Gout is a chronic disease that is caused by an innate immune response to deposited monosodium urate crystals in the setting of hyperuricemia. Here, we provide insights into the molecular mechanism of the poorly understood inflammatory component of gout from a genome-wide association study (GWAS) of 2.6 million people, including 120,295 people with prevalent gout. We detected 377 loci and 410 genetically independent signals (149 previously unreported loci in urate and gout). An additional 65 loci with signals in urate (from a GWAS of 630,117 individuals) but not gout were identified. A prioritization scheme identified candidate genes in the inflammatory process of gout, including genes involved in epigenetic remodeling, cell osmolarity and regulation of NOD-like receptor protein 3 (NLRP3) inflammasome activity. Mendelian randomization analysis provided evidence for a causal role of clonal hematopoiesis of indeterminate potential in gout. Our study identifies candidate genes and molecular processes in the inflammatory pathogenesis of gout suitable for follow-up studies.

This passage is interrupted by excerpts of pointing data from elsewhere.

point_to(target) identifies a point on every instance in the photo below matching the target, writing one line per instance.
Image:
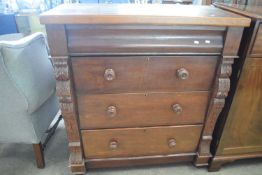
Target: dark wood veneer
(149, 67)
(238, 131)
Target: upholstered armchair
(27, 92)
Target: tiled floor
(18, 159)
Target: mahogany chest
(141, 84)
(238, 132)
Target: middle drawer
(139, 74)
(138, 110)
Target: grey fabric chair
(27, 92)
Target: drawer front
(138, 110)
(139, 74)
(140, 141)
(257, 48)
(134, 39)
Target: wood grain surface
(140, 141)
(143, 74)
(156, 14)
(138, 110)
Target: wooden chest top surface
(246, 10)
(142, 14)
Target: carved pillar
(64, 90)
(220, 91)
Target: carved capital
(61, 68)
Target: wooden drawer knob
(171, 143)
(111, 111)
(182, 74)
(109, 74)
(113, 144)
(177, 109)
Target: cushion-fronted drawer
(140, 39)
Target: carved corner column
(64, 91)
(221, 87)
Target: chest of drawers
(138, 86)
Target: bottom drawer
(130, 142)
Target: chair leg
(39, 155)
(51, 132)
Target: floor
(19, 160)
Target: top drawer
(257, 48)
(134, 39)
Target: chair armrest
(27, 63)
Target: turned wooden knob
(111, 111)
(177, 108)
(182, 74)
(113, 144)
(171, 143)
(109, 74)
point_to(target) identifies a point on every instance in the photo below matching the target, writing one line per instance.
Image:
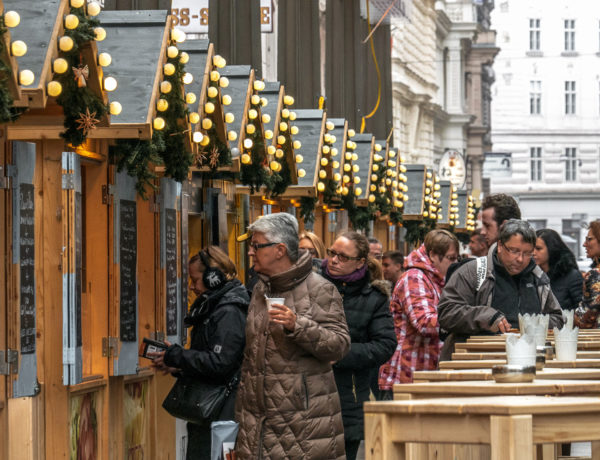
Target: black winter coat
(568, 289)
(373, 341)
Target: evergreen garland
(76, 100)
(7, 111)
(307, 209)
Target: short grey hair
(517, 227)
(280, 227)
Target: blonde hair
(315, 241)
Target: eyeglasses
(341, 257)
(257, 246)
(515, 252)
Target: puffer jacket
(371, 328)
(463, 310)
(414, 307)
(287, 403)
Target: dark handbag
(197, 402)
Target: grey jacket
(463, 310)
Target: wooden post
(379, 443)
(511, 437)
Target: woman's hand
(280, 314)
(158, 361)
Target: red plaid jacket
(414, 308)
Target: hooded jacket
(287, 403)
(464, 310)
(414, 308)
(366, 305)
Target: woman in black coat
(366, 305)
(218, 321)
(558, 262)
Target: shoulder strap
(481, 271)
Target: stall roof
(364, 150)
(311, 126)
(136, 40)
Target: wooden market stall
(86, 283)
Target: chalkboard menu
(78, 264)
(171, 269)
(415, 181)
(127, 264)
(27, 265)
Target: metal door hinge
(68, 181)
(110, 347)
(108, 192)
(9, 361)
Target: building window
(535, 97)
(570, 164)
(535, 154)
(534, 34)
(569, 34)
(570, 98)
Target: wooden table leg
(378, 439)
(511, 437)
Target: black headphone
(213, 277)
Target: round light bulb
(115, 108)
(65, 44)
(18, 48)
(178, 35)
(54, 88)
(169, 69)
(172, 52)
(26, 77)
(71, 21)
(165, 87)
(110, 84)
(93, 9)
(99, 33)
(190, 98)
(11, 19)
(197, 137)
(60, 65)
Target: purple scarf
(354, 276)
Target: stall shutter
(72, 268)
(170, 254)
(125, 259)
(23, 205)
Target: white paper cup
(527, 360)
(272, 300)
(566, 350)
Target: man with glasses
(487, 294)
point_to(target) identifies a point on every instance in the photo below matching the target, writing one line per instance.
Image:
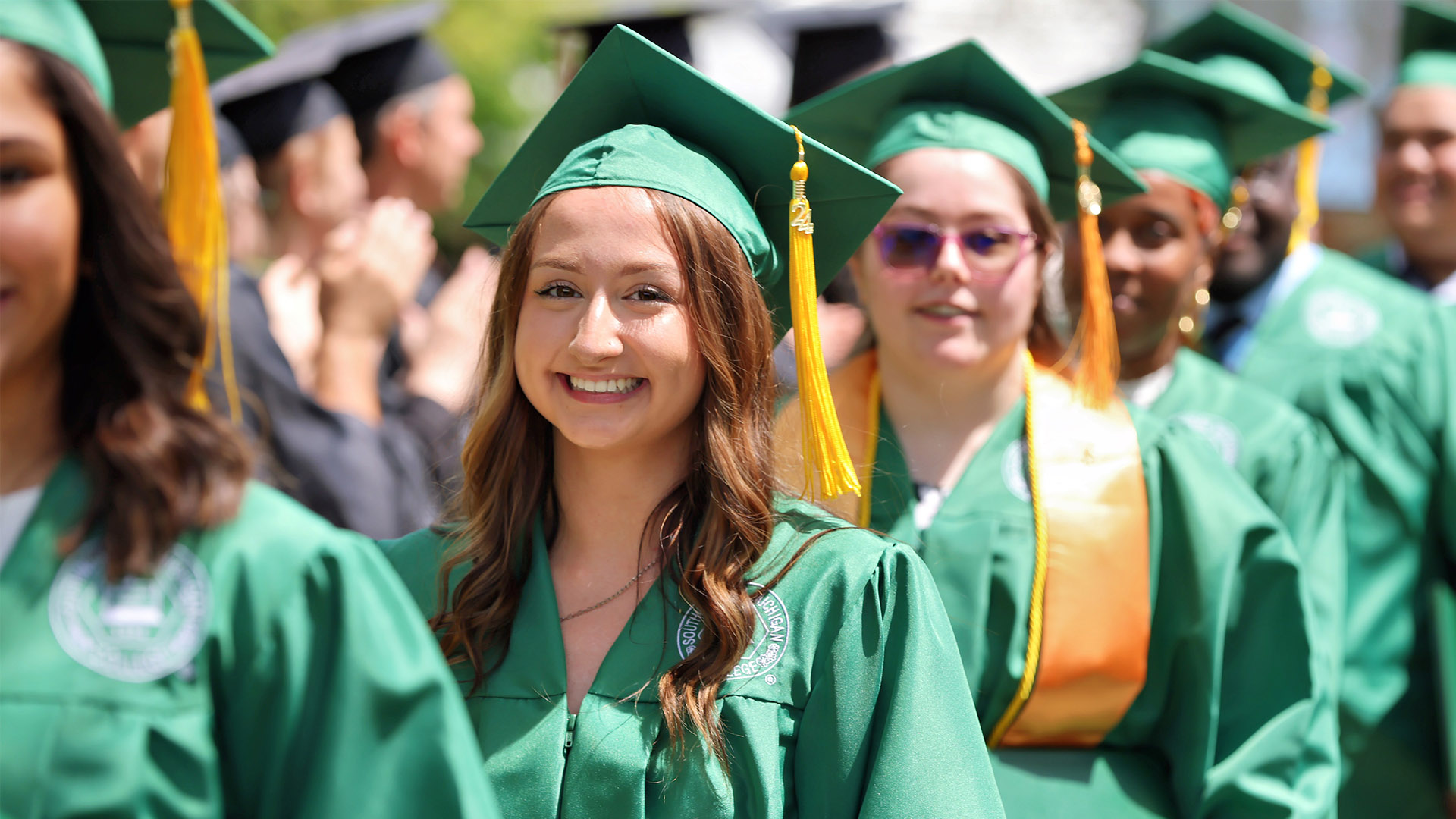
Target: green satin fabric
(861, 713)
(316, 691)
(1386, 390)
(1289, 460)
(1237, 719)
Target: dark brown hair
(712, 528)
(156, 465)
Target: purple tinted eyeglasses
(989, 253)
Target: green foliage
(498, 46)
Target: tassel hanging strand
(827, 465)
(1098, 363)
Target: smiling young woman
(175, 639)
(645, 627)
(1104, 570)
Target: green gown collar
(894, 494)
(61, 504)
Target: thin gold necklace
(619, 592)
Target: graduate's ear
(859, 261)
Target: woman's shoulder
(824, 550)
(274, 542)
(417, 558)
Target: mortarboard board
(667, 33)
(638, 117)
(1429, 44)
(278, 99)
(1166, 114)
(962, 98)
(835, 44)
(231, 145)
(382, 55)
(1251, 52)
(1264, 60)
(121, 49)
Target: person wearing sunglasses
(1184, 131)
(1373, 360)
(175, 640)
(1110, 579)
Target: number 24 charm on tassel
(824, 452)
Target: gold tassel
(193, 203)
(1307, 178)
(824, 452)
(1095, 379)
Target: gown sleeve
(373, 480)
(890, 729)
(1308, 494)
(335, 700)
(1257, 736)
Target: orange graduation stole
(1091, 605)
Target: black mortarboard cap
(278, 99)
(382, 55)
(835, 44)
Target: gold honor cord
(1307, 175)
(1038, 582)
(1038, 577)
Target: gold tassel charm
(1307, 178)
(1095, 378)
(827, 466)
(193, 203)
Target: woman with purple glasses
(1131, 618)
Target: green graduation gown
(1235, 717)
(1288, 458)
(1375, 362)
(271, 667)
(849, 703)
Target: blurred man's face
(450, 140)
(1416, 171)
(1258, 245)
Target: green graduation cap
(1166, 114)
(635, 115)
(109, 39)
(962, 98)
(1429, 44)
(638, 117)
(1258, 55)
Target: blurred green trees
(504, 47)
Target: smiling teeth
(946, 311)
(613, 385)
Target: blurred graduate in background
(175, 640)
(309, 334)
(1416, 169)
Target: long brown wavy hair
(712, 526)
(156, 466)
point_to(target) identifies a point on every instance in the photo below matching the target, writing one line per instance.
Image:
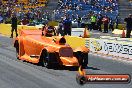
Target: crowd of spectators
(82, 7)
(31, 10)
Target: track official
(128, 21)
(67, 23)
(14, 25)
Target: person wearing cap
(67, 25)
(13, 25)
(128, 21)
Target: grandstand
(55, 9)
(83, 7)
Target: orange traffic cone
(123, 33)
(86, 33)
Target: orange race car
(35, 47)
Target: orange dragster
(34, 47)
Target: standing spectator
(14, 25)
(117, 22)
(99, 22)
(93, 21)
(111, 24)
(67, 25)
(60, 28)
(106, 22)
(79, 21)
(25, 21)
(128, 20)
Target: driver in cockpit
(48, 31)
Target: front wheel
(82, 58)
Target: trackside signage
(111, 47)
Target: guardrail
(113, 46)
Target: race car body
(31, 46)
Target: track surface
(18, 74)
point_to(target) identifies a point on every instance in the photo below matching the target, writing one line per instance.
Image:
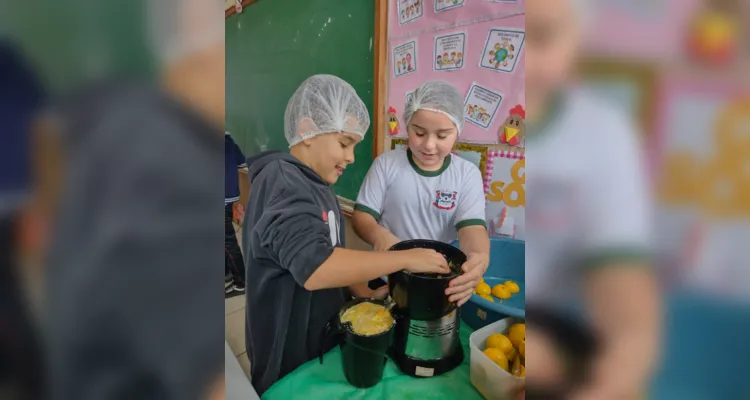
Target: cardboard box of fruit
(498, 358)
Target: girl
(424, 192)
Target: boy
(234, 265)
(588, 212)
(293, 234)
(425, 193)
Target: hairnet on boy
(440, 97)
(324, 104)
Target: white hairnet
(437, 96)
(324, 104)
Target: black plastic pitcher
(363, 357)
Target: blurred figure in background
(21, 97)
(588, 219)
(234, 264)
(134, 300)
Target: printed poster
(405, 58)
(409, 10)
(502, 49)
(481, 105)
(449, 51)
(442, 5)
(409, 96)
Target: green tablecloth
(313, 380)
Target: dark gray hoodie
(292, 224)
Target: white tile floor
(235, 330)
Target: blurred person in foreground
(21, 97)
(134, 300)
(588, 219)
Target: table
(315, 381)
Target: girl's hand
(461, 288)
(380, 293)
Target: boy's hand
(380, 293)
(385, 241)
(461, 288)
(425, 261)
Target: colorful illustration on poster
(442, 5)
(502, 49)
(405, 58)
(392, 121)
(505, 188)
(409, 10)
(449, 51)
(481, 105)
(514, 128)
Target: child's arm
(475, 242)
(292, 231)
(345, 267)
(472, 237)
(366, 227)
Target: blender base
(427, 368)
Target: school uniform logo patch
(445, 199)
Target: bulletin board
(628, 85)
(478, 46)
(646, 29)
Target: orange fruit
(499, 341)
(501, 292)
(512, 286)
(483, 289)
(517, 333)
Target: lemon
(487, 297)
(497, 356)
(516, 368)
(499, 341)
(483, 289)
(501, 292)
(517, 333)
(512, 286)
(512, 354)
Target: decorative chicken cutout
(513, 130)
(392, 121)
(715, 33)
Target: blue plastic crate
(507, 262)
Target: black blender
(426, 341)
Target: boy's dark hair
(574, 341)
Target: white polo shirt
(416, 204)
(588, 197)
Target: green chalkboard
(274, 45)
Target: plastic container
(363, 357)
(493, 382)
(507, 262)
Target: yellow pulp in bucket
(368, 319)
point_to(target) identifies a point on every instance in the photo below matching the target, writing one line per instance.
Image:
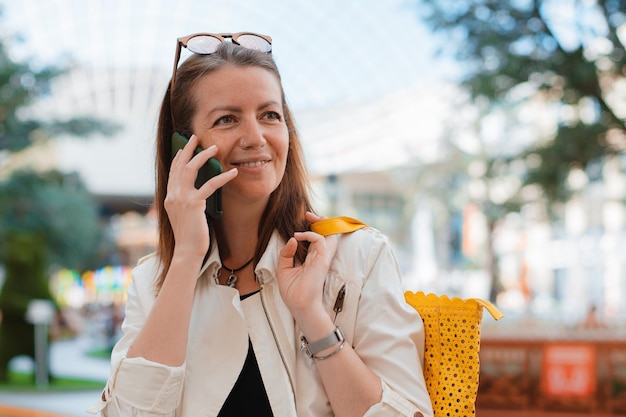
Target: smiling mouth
(251, 164)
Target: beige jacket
(385, 332)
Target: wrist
(325, 347)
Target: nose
(252, 135)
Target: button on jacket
(385, 332)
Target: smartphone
(210, 169)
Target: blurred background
(486, 138)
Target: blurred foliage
(53, 205)
(568, 55)
(58, 208)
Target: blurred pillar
(40, 314)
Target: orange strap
(334, 225)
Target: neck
(237, 233)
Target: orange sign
(569, 370)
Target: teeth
(252, 164)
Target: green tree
(46, 218)
(565, 57)
(568, 55)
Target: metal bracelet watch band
(312, 349)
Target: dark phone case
(210, 169)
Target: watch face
(311, 349)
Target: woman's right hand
(185, 205)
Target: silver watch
(312, 349)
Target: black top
(248, 394)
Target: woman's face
(240, 110)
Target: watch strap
(312, 349)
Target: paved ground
(67, 358)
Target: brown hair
(287, 204)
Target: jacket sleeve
(138, 387)
(389, 336)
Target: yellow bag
(452, 338)
(451, 363)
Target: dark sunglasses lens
(254, 42)
(203, 44)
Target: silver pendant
(231, 281)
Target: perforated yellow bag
(451, 363)
(452, 338)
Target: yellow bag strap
(335, 225)
(492, 309)
(343, 224)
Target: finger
(312, 217)
(202, 157)
(187, 152)
(308, 236)
(285, 260)
(218, 181)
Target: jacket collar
(265, 270)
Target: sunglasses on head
(207, 43)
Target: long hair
(287, 204)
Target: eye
(272, 115)
(225, 120)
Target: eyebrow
(238, 109)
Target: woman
(251, 311)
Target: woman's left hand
(301, 286)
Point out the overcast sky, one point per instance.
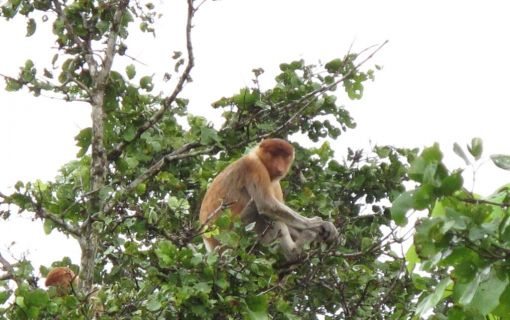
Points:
(444, 78)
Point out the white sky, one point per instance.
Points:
(445, 79)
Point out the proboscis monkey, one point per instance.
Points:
(63, 279)
(250, 187)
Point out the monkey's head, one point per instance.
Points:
(277, 156)
(61, 278)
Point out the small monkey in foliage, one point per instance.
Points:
(250, 187)
(63, 279)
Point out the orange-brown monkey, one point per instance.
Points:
(250, 187)
(63, 279)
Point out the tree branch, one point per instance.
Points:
(167, 102)
(181, 153)
(307, 99)
(59, 221)
(9, 269)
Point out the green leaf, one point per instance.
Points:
(130, 71)
(476, 148)
(470, 290)
(411, 258)
(31, 26)
(432, 299)
(12, 85)
(83, 140)
(4, 295)
(460, 152)
(48, 226)
(154, 304)
(36, 298)
(488, 293)
(209, 135)
(129, 134)
(257, 307)
(334, 66)
(451, 183)
(401, 206)
(501, 161)
(146, 83)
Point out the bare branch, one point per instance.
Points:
(117, 150)
(59, 221)
(181, 153)
(9, 269)
(111, 44)
(307, 99)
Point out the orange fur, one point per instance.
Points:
(61, 278)
(254, 176)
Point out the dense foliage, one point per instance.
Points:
(132, 195)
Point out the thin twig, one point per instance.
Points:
(167, 102)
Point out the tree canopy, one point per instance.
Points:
(131, 197)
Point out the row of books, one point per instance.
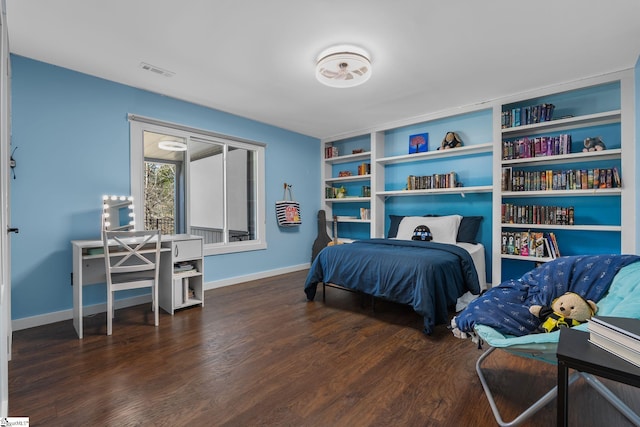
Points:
(330, 152)
(428, 182)
(572, 179)
(617, 335)
(537, 214)
(364, 169)
(520, 116)
(541, 146)
(530, 244)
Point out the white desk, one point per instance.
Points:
(89, 268)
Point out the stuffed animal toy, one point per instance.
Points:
(593, 144)
(566, 311)
(422, 232)
(451, 140)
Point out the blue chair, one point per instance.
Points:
(621, 299)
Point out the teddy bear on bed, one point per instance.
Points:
(568, 310)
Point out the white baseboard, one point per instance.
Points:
(255, 276)
(59, 316)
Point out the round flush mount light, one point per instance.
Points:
(343, 66)
(172, 145)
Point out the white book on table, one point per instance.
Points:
(615, 347)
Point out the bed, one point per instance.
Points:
(430, 276)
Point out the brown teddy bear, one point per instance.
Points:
(593, 144)
(566, 311)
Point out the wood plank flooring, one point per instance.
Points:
(259, 354)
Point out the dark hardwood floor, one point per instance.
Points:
(259, 354)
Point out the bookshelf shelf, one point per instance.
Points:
(348, 199)
(431, 155)
(457, 190)
(348, 158)
(569, 123)
(564, 193)
(590, 156)
(583, 227)
(526, 258)
(593, 107)
(352, 178)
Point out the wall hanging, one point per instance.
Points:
(288, 210)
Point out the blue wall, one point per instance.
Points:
(71, 136)
(637, 181)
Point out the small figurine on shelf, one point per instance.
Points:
(593, 144)
(451, 140)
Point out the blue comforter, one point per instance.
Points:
(426, 275)
(505, 308)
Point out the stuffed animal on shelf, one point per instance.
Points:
(568, 310)
(593, 144)
(451, 140)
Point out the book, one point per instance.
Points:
(616, 348)
(624, 329)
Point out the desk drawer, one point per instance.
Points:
(187, 249)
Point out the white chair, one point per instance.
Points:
(132, 260)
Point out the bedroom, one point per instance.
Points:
(71, 127)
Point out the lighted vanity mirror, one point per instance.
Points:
(117, 213)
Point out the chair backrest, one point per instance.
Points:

痛风是一种慢性疾病，由高尿酸血症情况下对沉积的尿酸单钠晶体的先天免疫反应引起。在这里，我们从一项针对 260 万人（包括 120,295 名流行痛风患者）的全基因组关联研究 （GWAS） 中深入了解了痛风炎症成分知之甚少的分子机制。我们检测到 377 个基因座和 410 个遗传独立信号（149 个以前未报道的尿酸盐和痛风基因座）。另外 65 个信号在尿酸盐中 （来自 630,117 个体的 GWAS） 但未鉴定出痛风。优先方案确定了痛风炎症过程中的候选基因，包括参与表观遗传重塑、细胞渗透压和 NOD 样受体蛋白 3 （NLRP3） 炎性小体活性调节的基因。孟德尔随机化分析为不确定潜力的克隆造血在痛风中的因果作用提供了证据。我们的研究确定了适合随访研究的痛风炎症发病机制中的候选基因和分子过程。